Current collaborative perception methods often rely on fully annotated datasets, which can be expensive to obtain in practical situations. To reduce annotation costs, some works adopt sparsely supervised learning techniques and generate pseudo labels for the missing instances. However, these methods fail to achieve an optimal confidence threshold that harmonizes the quality and quantity of pseudo labels. To address this issue, we propose an end-to-end Collaborative perception Dual Teacher-Student framework (CoDTS), which employs adaptive complementary learning to produce both high-quality and high-quantity pseudo labels. Specifically, the Main Foreground Mining (MFM) module generates high-quality pseudo labels based on the prediction of the static teacher. Subsequently, the Supplement Foreground Mining (SFM) module ensures a balance between the quality and quantity of pseudo labels by adaptively identifying missing instances based on the prediction of the dynamic teacher. Additionally, the Neighbor Anchor Sampling (NAS) module is incorporated to enhance the representation of pseudo labels. To promote the adaptive complementary learning, we implement a staged training strategy that trains the student and dynamic teacher in a mutually beneficial manner. Extensive experiments demonstrate that the CoDTS effectively ensures an optimal balance of pseudo labels in both quality and quantity, establishing a new state-of-the-art in sparsely supervised collaborative perception. The code is available at https://github.com/CatOneTwo/CoDTS.

Figures (9)

• Figure 1: (a)-(b): Labels of fully and sparsely supervised collaborative perception. (c)-(g): The impact of different confidence thresholds on pseudo labels. The false prediction ratio (FPR) = the number of false predictions / the number of pseudo labels, and the missing prediction ratio (MPR) = the number of missed predictions / the number of ground truths.

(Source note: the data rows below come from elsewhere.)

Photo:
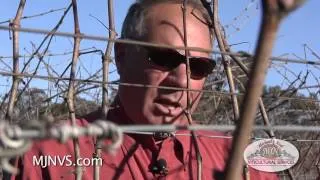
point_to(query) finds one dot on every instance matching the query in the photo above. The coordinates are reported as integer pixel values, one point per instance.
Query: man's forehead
(165, 26)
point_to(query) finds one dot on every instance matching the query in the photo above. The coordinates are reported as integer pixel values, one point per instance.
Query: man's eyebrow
(209, 24)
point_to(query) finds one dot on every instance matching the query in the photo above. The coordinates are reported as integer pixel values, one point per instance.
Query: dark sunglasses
(168, 59)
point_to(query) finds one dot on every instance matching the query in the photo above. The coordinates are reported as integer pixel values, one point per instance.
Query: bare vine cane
(71, 88)
(106, 59)
(15, 79)
(189, 103)
(273, 12)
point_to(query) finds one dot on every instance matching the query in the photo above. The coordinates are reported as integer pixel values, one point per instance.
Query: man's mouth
(168, 102)
(168, 107)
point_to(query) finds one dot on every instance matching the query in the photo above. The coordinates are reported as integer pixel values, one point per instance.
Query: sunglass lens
(200, 67)
(164, 59)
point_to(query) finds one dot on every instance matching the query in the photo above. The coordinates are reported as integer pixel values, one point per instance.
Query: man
(146, 156)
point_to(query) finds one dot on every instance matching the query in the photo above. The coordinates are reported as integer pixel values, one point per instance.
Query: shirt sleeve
(28, 170)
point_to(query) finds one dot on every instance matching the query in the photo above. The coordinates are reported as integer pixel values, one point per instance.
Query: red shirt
(136, 157)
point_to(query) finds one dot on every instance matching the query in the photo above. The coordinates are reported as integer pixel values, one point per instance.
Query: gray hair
(134, 24)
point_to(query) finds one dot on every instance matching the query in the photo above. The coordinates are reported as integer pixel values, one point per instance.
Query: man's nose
(177, 77)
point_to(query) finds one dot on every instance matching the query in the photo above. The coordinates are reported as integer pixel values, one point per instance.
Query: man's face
(155, 105)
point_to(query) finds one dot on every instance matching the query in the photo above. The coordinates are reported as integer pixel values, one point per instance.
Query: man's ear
(119, 52)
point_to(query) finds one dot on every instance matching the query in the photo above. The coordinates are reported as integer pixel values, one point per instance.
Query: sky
(240, 19)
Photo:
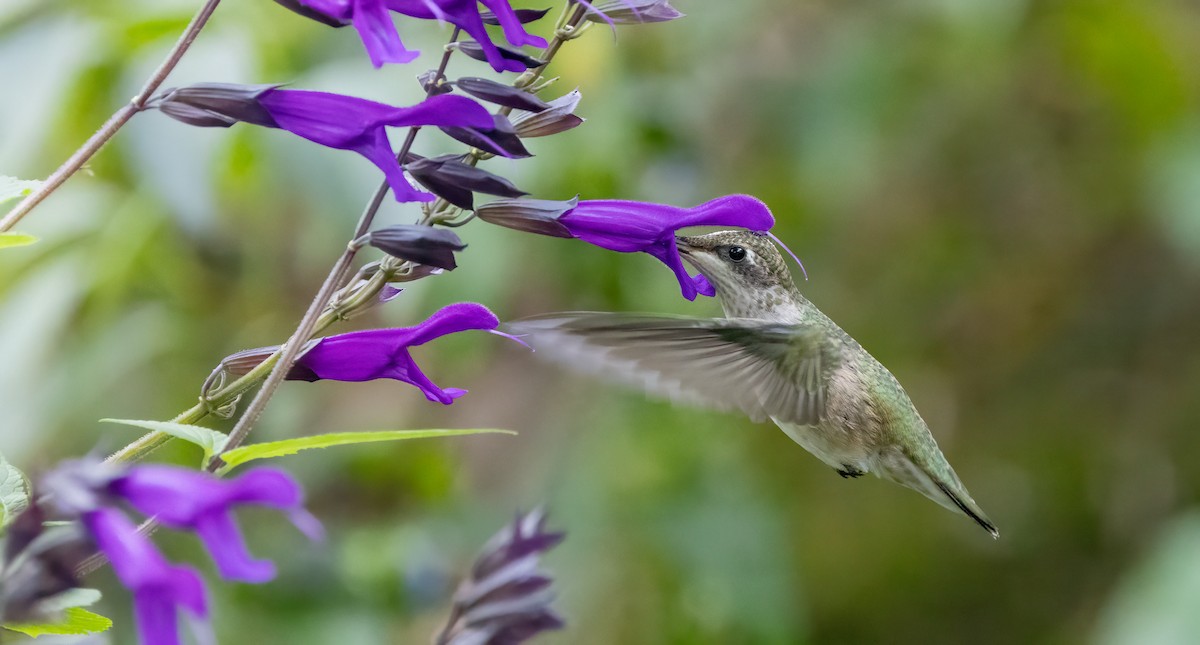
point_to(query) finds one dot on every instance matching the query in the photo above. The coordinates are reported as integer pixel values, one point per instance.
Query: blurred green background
(999, 198)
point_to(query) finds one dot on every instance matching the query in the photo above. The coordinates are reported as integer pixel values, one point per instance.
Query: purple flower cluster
(372, 20)
(180, 499)
(630, 227)
(378, 354)
(333, 120)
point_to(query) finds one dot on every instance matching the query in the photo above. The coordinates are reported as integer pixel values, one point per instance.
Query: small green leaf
(79, 596)
(13, 187)
(16, 239)
(208, 439)
(76, 621)
(291, 446)
(13, 492)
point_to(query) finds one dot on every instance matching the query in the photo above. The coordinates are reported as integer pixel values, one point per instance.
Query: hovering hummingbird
(773, 356)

• Figure 2: The CoDTS framework employs a staged training strategy. (a) In the warm-up stage, the MFM utilizes a low threshold to generate a sufficient amount of pseudo labels, which are used to guide the student and pre-train the dynamic teacher. (b) In the refinement stage, the MFM raises the threshold to obtain high-quality pseudo labels, while the SFM utilizes dynamic threshold adaptation to adjust the threshold and adaptively identify missing instances to complement the MFM. This Adaptive Complementary Learning ensures the generation of both high-quality and high-quantity pseudo labels, which are then merged to guide the student. Throughout both stages, the NAS is used to enhance the representations of pseudo labels.
• Figure 3: Visualization of pseudo label generation through adaptive complementary learning. (a)-(c) represent the pseudo labels generated by MFM, SFM, and their merged results, respectively.
• Figure 4: The process of NAS. First, we generate bounding boxes for positive instances. We then select neighbor instances that have a high overlap with these bounding boxes. Finally, the positive instances are combined with the neighbor instances to create dense positive instances.
• Figure 5: Ablation study of staged training strategy (STT) on DAIR-V2X.